Surface heterogeneities and the structure of the turbulent flow: a puzzle of timescales

Flow over surface heterogeneities has been mostly investigated through the lenses of internal boundary layers, to understand how much, or over how long, the characteristics of the flow over a certain surface patch transport over to the neighboring patches. Interestingly, there remains a limited understanding on whether the resulting flow presents a roll-type structure due to persistent shear with the surface, or instead is characterized by a cell-type structure resulting from the strong land-atmosphere coupling. Furthermore, little differentiation has been made on whether the land-atmosphere convective forcing leads to stationary, or transient convective cells. Here, we investigate the flow developed in different land-atmosphere configurations, as well as the controlling mechanisms that enable the transition from one type of flow to the other.
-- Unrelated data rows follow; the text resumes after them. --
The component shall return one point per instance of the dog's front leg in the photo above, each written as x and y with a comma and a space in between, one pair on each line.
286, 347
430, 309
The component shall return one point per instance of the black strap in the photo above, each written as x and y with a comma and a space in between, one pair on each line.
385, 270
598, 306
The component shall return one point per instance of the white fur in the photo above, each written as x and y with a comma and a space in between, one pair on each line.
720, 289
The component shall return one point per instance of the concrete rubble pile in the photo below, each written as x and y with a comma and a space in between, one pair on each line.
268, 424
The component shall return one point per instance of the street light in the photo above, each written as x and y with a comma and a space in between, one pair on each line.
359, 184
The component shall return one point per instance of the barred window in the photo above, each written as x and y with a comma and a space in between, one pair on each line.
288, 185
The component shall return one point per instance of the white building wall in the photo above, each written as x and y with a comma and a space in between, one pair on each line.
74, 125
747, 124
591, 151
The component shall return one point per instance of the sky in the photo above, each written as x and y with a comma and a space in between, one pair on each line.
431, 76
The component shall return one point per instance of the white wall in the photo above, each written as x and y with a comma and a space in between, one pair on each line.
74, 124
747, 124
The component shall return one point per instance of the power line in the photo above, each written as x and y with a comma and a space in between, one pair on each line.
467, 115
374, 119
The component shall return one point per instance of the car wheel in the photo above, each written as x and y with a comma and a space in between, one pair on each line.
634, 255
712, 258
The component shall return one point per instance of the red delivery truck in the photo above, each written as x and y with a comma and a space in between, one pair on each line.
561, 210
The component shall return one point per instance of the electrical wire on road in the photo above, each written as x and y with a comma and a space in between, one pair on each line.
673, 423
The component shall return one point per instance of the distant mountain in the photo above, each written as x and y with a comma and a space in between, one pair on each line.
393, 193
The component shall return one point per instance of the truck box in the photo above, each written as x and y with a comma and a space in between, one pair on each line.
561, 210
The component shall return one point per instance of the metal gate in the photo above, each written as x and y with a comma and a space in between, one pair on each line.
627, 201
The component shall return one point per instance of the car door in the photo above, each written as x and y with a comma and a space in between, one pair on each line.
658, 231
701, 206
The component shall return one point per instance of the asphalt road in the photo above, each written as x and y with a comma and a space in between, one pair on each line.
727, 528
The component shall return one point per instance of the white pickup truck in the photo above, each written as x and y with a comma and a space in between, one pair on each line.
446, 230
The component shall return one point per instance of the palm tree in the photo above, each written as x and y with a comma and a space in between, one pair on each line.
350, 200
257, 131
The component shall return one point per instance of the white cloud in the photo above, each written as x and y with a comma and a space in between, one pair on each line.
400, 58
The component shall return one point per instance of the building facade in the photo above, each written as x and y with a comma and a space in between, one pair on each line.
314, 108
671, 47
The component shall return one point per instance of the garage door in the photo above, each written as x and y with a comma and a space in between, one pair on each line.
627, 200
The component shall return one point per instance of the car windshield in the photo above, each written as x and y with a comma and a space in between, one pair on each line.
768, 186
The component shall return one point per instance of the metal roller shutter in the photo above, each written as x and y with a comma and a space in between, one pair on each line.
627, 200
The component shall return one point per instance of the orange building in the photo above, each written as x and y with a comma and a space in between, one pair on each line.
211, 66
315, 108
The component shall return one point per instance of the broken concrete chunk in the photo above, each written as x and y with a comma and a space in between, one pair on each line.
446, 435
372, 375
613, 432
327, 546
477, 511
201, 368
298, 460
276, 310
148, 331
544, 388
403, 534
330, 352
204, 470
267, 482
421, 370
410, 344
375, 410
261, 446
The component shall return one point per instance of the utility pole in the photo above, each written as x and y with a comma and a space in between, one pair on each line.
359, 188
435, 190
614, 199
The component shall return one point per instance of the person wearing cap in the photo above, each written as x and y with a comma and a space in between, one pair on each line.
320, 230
We leverage the use of a quadruple flow decomposition in parallel with the definition of four different time scales that characterize each of the processes described by such decomposition. We then hypothesize that a combination of these timescales in a set of non-dimensional Pi-groups allow to determine, a-priori, under what land-atmosphere configurations the different terms of the quadruple decomposition become relevant, and what are the competing flow mechanisms to mixing. For this work, we exploit several existing Large-Eddy Simulation datasets of ABL flows over different types of surface heterogeneity.